« Une pédagogue déterminée à révolutionner le système éducatif » titrait mercredi Libération, dans la veine de ce qu’avait écrit Le Monde quelque jours auparavant, qualifiant l’enseignante de « révolutionnaire » Rien que ça. Que peut bien proposer Céline Alvarez de si nouveau pour qu’elle soit invitée partout en cette rentrée ? En quoi consiste cette révolution ?
« Laissons les enfants suivre leurs élans. Faisons leur confiance pour apprendre. Aidons-les à révéler leur plein potentiel. « L’être humain n’apprend pas ce qui ne le motive pas (…) » explique la jeune femme. Toute ressemblance avec des discours de pédagogues et d’inspecteurs sévissant depuis trente ans dans l’Education Nationale ne serait évidemment que pure illusion.. Ressemblance, d’ailleurs, qu’aucun journaliste ne semble avoir perçue, trop occupés qu’ils sont à s’ébahir devant ce discours nouveau et révolutionnaire.
Le débat n’aura pas lieu
On ne sera donc pas surpris qu’aucun d’entre eux ne s’essaye à une analyse critique des arguments avancés par Céline Alvarez. Et qu’y aurait-il à redire, de toute façon ? La pédagogue n’a-t-elle pas obtenu des résultats spectaculaires pendant trois ans dans sa classe de maternelle de Gennevilliers. Cela ne devrait-il pas suffire à bâtir une nouvelle pédagogie valable tout le temps, pour tous les niveaux et à tous les âges ?
La preuve que Céline Alvarez a raison, sous-entendent d’ailleurs les journalistes, c’est qu’elle dérange. Rendez-vous compte, elle a dû démissionner de l’éducation nationale au bout de seulement trois ans car on n’a pas renouvelé sa carte blanche. Et cela n’a rien à voir avec le fait que Madame Alvarez, trop occupée à suivre le rythme naturel de l’enfant, travaillait toujours en décalé avec ses collègues, et ne pouvait donc pas s’occuper de surveiller les récréations. Rien à voir non plus avec le fait qu’elle avait à disposition une ATSEM à temps complet et du matériel pédagogique à foison et que ses autres collègues devaient se débrouiller avec les miettes. Le ministère est tellement dérangé par son discours anti-système qu’il l’a appelée la semaine dernière pour l’assurer de son soutien.
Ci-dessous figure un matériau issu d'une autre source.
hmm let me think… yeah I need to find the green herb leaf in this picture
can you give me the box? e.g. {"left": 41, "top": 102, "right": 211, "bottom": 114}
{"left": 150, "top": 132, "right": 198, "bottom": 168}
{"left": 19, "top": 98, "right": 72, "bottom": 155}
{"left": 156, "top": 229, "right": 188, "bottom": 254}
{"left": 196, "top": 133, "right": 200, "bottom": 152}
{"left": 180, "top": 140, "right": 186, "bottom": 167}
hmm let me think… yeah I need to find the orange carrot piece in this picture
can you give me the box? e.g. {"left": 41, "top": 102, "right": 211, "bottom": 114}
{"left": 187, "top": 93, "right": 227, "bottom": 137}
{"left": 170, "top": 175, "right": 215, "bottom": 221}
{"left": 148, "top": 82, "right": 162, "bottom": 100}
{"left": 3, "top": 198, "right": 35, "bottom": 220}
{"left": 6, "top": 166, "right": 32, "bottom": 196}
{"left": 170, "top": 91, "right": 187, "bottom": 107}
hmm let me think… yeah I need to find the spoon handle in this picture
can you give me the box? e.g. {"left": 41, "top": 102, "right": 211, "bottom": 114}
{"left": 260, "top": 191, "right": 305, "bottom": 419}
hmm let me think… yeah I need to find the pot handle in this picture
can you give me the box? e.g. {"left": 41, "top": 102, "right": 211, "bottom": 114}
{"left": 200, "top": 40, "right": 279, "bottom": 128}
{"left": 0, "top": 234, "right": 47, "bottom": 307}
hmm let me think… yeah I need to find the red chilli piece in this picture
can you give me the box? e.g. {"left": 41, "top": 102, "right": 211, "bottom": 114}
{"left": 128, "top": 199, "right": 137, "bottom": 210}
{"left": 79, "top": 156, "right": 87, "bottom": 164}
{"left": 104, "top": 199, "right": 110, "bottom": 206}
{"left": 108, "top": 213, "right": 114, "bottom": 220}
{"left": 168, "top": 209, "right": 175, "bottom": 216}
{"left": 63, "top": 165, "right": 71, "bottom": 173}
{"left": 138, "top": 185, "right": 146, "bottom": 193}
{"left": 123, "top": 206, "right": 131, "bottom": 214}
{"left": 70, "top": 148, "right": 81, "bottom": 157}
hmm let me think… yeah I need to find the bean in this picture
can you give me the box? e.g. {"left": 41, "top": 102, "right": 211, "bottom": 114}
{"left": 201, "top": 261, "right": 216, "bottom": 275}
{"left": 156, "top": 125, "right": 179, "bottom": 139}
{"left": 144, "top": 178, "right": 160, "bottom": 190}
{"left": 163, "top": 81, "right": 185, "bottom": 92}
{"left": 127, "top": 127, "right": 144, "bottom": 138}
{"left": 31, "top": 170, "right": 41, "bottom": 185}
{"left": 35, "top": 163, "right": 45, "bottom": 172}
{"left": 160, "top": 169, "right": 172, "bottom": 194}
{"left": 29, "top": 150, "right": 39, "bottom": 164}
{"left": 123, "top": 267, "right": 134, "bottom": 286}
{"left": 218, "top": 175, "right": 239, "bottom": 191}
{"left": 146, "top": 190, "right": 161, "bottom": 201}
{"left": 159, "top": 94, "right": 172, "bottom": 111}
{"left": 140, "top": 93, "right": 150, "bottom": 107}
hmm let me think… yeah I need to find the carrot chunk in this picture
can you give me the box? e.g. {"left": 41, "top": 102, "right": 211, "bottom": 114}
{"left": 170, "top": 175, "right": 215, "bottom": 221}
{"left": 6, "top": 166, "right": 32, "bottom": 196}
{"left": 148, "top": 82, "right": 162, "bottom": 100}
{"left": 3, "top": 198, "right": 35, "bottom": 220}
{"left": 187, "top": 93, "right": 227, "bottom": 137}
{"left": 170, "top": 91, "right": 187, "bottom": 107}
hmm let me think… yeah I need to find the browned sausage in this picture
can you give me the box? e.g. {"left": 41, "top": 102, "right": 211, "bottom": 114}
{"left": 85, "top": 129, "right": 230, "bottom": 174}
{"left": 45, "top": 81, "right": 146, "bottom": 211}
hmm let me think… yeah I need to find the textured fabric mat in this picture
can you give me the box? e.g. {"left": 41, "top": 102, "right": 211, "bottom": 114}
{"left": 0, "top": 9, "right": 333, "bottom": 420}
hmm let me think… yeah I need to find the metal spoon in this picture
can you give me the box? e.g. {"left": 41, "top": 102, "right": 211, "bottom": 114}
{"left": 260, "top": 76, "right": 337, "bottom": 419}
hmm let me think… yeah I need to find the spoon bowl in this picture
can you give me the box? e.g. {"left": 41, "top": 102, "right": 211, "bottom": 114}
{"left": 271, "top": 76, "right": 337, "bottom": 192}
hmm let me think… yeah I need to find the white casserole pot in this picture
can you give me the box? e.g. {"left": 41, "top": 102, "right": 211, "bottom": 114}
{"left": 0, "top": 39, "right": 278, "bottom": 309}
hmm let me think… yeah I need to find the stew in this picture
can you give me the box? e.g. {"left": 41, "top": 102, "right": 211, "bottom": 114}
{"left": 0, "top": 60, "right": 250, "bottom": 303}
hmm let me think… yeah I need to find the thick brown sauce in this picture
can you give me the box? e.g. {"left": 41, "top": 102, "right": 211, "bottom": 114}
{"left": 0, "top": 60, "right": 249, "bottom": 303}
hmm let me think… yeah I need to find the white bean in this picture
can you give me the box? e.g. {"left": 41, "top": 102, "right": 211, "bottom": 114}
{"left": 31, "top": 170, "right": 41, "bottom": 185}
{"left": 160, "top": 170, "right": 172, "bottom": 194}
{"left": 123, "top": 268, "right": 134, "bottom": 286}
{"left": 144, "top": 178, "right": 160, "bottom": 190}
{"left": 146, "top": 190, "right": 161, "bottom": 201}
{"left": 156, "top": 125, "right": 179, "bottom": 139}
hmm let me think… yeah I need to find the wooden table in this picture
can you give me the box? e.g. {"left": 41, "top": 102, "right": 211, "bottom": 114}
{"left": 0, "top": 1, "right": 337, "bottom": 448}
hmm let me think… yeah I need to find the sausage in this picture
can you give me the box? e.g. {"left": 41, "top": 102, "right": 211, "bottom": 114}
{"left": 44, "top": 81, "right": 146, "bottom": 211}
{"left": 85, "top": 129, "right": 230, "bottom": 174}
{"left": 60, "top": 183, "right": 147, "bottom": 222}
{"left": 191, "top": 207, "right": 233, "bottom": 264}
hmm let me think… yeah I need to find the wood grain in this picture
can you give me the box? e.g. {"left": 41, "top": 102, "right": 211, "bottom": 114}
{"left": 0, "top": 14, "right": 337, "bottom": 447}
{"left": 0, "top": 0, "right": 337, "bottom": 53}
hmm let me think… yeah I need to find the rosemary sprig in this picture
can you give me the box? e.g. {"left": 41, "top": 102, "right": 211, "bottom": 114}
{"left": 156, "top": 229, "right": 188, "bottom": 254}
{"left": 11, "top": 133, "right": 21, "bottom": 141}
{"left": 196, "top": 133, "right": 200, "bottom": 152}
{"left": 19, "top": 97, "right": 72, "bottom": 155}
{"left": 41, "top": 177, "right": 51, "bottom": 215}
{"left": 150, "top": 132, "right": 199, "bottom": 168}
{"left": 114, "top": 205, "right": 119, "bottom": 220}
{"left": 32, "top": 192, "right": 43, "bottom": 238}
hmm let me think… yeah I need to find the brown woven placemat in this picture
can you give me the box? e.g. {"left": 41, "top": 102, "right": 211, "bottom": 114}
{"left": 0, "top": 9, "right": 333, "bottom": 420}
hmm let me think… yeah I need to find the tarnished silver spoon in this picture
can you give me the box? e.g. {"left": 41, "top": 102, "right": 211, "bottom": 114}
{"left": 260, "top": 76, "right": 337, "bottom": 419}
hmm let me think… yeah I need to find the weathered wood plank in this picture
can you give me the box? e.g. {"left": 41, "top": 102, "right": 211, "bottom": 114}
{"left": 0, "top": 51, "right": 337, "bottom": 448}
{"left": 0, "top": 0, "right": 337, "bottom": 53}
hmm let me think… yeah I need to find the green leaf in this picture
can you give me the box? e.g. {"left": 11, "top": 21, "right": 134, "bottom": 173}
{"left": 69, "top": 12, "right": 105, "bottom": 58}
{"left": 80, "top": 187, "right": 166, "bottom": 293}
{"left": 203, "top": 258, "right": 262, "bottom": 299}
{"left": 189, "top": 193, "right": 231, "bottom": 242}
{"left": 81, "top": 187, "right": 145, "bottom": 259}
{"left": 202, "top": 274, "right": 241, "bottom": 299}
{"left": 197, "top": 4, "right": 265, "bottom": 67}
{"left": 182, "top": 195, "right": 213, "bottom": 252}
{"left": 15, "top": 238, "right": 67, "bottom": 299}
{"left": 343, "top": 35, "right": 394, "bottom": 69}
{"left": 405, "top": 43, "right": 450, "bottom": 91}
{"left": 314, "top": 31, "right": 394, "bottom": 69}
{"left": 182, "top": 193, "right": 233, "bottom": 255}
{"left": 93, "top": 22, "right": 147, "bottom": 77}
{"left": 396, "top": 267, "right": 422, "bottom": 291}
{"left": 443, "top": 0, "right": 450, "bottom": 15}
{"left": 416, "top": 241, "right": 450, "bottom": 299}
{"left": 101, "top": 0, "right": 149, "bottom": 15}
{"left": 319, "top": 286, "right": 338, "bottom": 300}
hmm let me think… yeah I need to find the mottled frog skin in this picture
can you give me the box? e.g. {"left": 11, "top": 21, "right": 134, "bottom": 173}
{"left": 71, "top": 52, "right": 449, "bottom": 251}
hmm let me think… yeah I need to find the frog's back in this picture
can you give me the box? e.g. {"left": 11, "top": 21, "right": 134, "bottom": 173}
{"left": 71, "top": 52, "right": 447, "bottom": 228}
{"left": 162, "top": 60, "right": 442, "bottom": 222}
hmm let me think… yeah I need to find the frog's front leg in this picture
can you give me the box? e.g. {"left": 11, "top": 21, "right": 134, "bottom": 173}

Si le discours de Céline Alvarez ressemble trait pour trait au discours officiel qu’on entendait autrefois dans les IUFM, la différence est que cette fois-ci, il est incontestable car il est « scientifique » comme l’explique la jeune femme, regrettant que l’idéologie ait envahi l’école et déplorant la guégerre entre les conservateurs et les pédagogues-dont elle ne fait pas partie puisqu’elle s’appuie uniquement sur les neurosciences-
Selon la science, l’élève n’apprend vraiment que lorsqu’il est motivé et curieux. Il suffira donc d’attendre patiemment qu’il le soit pour que les résultats arrivent. Et si la motivation ne vient toujours pas, il ne faut surtout pas le brusquer car selon la science, seule « la pédagogie de la bienveillance » fonctionne.
L’élève au centre du naufrage
Quant aux grincheux qui prétendraient que la lente dégringolade de l’école a débuté précisément le jour où l’on a commencé à appliquer ces méthodes et qu’on a placé l’élève au centre du système éducatif, en le laissant apprendre par lui-même et en bannissant toute notion d’effort ; eh bien ils auraient tort car la science ne peut se tromper.
Et il est tout a fait légitime et cohérent que des savants en sciences de l’éducation, après avoir enseigné pendant trois ans dans des conditions pédagogiques exceptionnelles, viennent déclarer sans vergogne aucune que « l’école entrave l’apprentissage des enfants ». Certes, cela entretient le soupçon sur le professionnalisme des profs. Certes, il y a des tas d’élèves qui n’ont à la base aucune motivation, aucune curiosité pour quelle que matière que ce soit. Et pas seulement parce que l’école les aurait sapées dès le début. Certes, il n’est pas toujours facile de savoir d’où vient la motivation et on peut même se demander si c’est la motivation qui permet d’accéder au savoir ou le savoir qui permet d’accéder à la motivation. Certes, on peut se demander si le seul « plaisir d’apprendre » sera suffisant pour toutes les matières et pour tous les types d’apprentissage. Mais quel risque y a-t-il à suivre une pédagogie qui permettra à chaque enfant de révéler son propre génie?
Bref on se demande vraiment pourquoi il y a encore tant de réticences chez les professeurs à embrasser cette idéologie, pardon cette science de la pédagogie de la bienveillance et de l’élève au centre du système qui a fait de l’école française la plus inégalitaire de toute l’OCDE. Le conservatisme, sans doute, et la peur du changement.